In his decision, Judge Peter A. Lynch noted that Ortt had declined to give a statement in advance of questioning in front of the jury and that it was proper to turn down his request to address the jury after he was questioned.
Lynch wrote that the law concerning grand jury testimony “does not grant the right to a second opportunity to give further testimony, following the completion of the people’s examination. From a strategic view, a defendant may seek an advantage to give a statement following examination, for he would first have the benefit of knowing all of the questions before he gives a statement. A defendant’s strategic decisions do not, however, govern grand jury proceedings.”

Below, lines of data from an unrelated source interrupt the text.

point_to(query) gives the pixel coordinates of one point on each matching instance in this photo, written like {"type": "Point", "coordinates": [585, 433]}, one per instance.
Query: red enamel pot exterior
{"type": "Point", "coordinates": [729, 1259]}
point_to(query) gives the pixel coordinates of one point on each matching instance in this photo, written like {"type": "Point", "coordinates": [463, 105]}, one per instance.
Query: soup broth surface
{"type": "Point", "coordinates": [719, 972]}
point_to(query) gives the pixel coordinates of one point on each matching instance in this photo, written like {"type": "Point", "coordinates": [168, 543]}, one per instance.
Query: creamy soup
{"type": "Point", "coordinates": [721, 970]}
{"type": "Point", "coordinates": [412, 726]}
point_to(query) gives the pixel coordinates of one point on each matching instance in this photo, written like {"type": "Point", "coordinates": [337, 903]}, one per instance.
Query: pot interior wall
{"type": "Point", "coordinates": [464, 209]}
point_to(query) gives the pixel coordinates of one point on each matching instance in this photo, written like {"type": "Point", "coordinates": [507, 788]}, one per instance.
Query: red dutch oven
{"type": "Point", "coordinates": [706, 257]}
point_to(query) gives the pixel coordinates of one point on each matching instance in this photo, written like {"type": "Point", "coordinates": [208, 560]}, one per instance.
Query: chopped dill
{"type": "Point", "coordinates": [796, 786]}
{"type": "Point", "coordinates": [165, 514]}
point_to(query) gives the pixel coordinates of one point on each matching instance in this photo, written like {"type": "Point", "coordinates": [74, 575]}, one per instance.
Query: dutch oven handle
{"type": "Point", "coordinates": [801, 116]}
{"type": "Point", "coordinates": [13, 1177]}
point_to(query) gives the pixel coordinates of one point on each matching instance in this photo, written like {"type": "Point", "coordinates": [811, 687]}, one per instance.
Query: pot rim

Reached by phone Monday following the ruling, Stephen R. Coffey, Ortt’s Albany defense attorney, said he had no comment on the decision but indicated that he thought Ortt would be exonerated.
Ortt had sought to give additional testimony after he was questioned about payments from the Niagara County Republican Committee to his wife, Meghan.
The jury, which is probing election law violations in Niagara County, indicted Ortt in a case that also involves former State Sen. George D. Maziarz.
In filing the motion to dismiss the case, Coffey said that while Ortt is charged with filing a false campaign finance report, he was denied the chance to explain that he was not responsible for any filings by the county GOP committee.
“Sen. Ortt ... was never shown any forms, documents or filings he was eventually accused of offering," Coffey said at the time.
Maziarz has been charged by State Attorney General Eric T. Schneiderman with allegedly diverting money from his campaign fund to a former Senate staffer he wanted to retain as a campaign aide after the staffer resigned amid charges of sexual harassment.
The attorney general claims that the money was listed as payments to “pass-through entities” instead of the staff member, which is a violation of state law.